By Maureen Tai, 10 February 2022

During a recent trip to my hometown in Malaysia, I visited the shamelessly Instagrammable BookXcess @ Kong Heng and my browsing was rewarded with a gorgeous picture book, The Wonderful Adventures of Nils (ages 6+). I confess to not knowing at the time that the fable-like story was over a century old, and that its author, Selma Lagerlöf (1858 – 1940), is legendary in her native Sweden, being the first woman to ever win the Nobel Prize in Literature (as she did in 1909). I had been attracted primarily to the book’s exquisite paper-cut pages and how cleverly they overlaid the whimsical illustrations on the cover and inside of the book. A blatant case of judging a book by its cover.
Nils starts out as a rather unsympathetic character: all he does is sleep, eat and cause mischief, and one of his favourite activities is to torment the animals he encounters. By some stroke of misfortune, Nils runs into an elf, who then turns the little boy into an elf.

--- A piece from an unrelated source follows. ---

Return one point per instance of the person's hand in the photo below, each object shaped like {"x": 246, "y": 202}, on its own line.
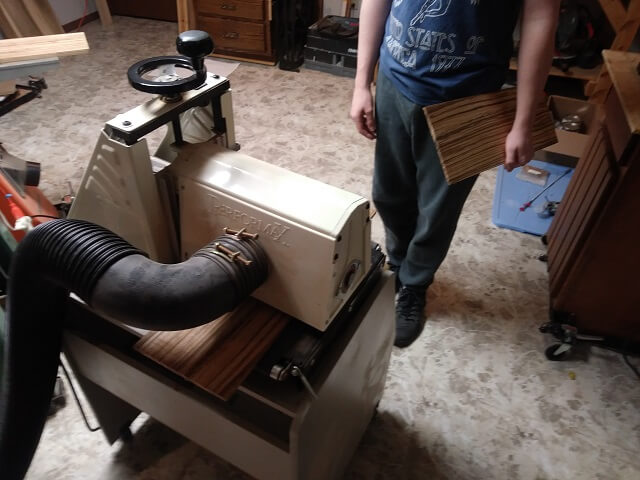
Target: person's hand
{"x": 362, "y": 112}
{"x": 518, "y": 148}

What Nils has lost in terms of stature however, he gains in the ability to understand animal-speak. Luckily for the hapless boy, and before any of the sparrows or cows or cats can exact revenge on him for his past misdeeds, Nils is spirited away by a flock of geese led by Akka, a hundred-year-old wild goose from Kebnekaise. The geese are on their way to Lapland, right at the other end of the Swedish peninsula, the furthest point from Nil’s home in Västra Vemmenhög.
Despite being terrified and tiny, Nils quickly proves to the geese that he is a worthy travelling companion, and is allowed to join his new, feathered friends on a journey across Sweden. By the time Nils finally returns home (and to his normal size), he is much-altered – a kinder, more compassionate and wiser boy – and much more knowledgable about the geography of his homeland. As I read the story, the detailed attention to place names, landscapes and seasonal changes had struck me as being a little odd, but it all made sense once I learnt that Selma had been commissioned to write the book as a geography reader more than a hundred years ago. Regardless of its age and original purpose, Nils’ fantastical adventures will delight younger readers, especially those who love talking animals, and this edition with its intricate paper-cut pages by Olivier Latyk is a worthy addition to any book lover’s bookshelf.